# Gym's in Tallaght or near



## familyvalues (27 Nov 2007)

I have moved into Tallaght and am looking for a gym for me my partner and 2 children, I have alot of weight to lose and an looking at doing fitness as part of my weight program, my partner wants to tone up and use a pool alot and my kids love swimming, I have looked a Tallaght Leisure Centre and have been quoted @ €975 for the 2 of us and €70 for the first child and €50 for the 2nd. Is this a good price? I have never been to a gym before my partner was a member of curves but wasnt keen on it. I am looking for any help anyone can offer with regards to wheres is the best 
many thanks 
familyvalues


----------



## monkeyboy (27 Nov 2007)

[broken link removed]

Irish gyms reviewed by the people that use them........


----------



## Sue Ellen (27 Nov 2007)

Hi,

Welcome to AAM.

A friend joined Carlisle and finds it excellent.  You could give them a ring as they are regularly doing deals according to Ben (those very annoying ads on radio).  Don't think they have a web site.  It is in Kimmage though and not Tallaght.

There's a previous thread here

 has this on it.  There are some previous threads on West Park but nothing interesting really.  I heard a while ago that it can be very busy and hard to get onto machines at times but this could probably apply to most of them.
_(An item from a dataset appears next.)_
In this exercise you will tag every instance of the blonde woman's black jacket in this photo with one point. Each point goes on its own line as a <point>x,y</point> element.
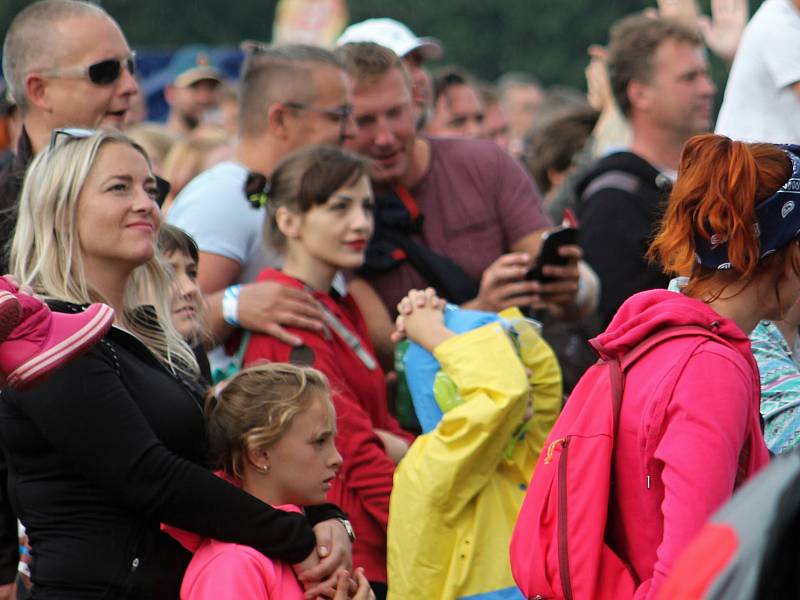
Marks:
<point>105,450</point>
Saw this the other day with the bit about advice on joining gyms.

These  might help also.

As family membership would be expensive and you mention that you don't have much experience with them it might be best if you test it out with one  membership first.  So many people waste their money on this.


----------



## sapmanie (28 Nov 2007)

A brand new gym - Arena Fitness - has opened up in the Tower hotel, in Tallaght. A sign outside says the first 500 members are free or something like that.
Joining fee: n/a
Monthly: €50
Annual: €575


----------



## shkyler (28 Nov 2007)

Thats mad because when I rang up Arena they told me €725 for me plus €50 joining fee!
I rang every gym in Tallaght and they are all coming on at that. We joined Citywest and it was €960 for the two of us - love it and they are doing it up at the minute very nice facilities! Dont know how much extra it is for children though.


----------



## Mers1 (28 Nov 2007)

Citywest its the best apparently in the area.  I loved it when I was a member great facilities especially the pool.  They do negotiate deals as well so give them a call.


----------



## Ciaraella (28 Nov 2007)

Carlisle is great for adults but i was a member for a year and rarely saw children there. I think it is intended to be more of a gym for adults. The swimming pool and leisure centre beside Tallaght Community School might be a good idea. I think you pay as you go rather than signing up for a year. The gym would be smaller than carlisle or Westpark but they have a good variety of exercise classes and aqua aerobics which i found quite good fun! A bit more kid friendly too.


----------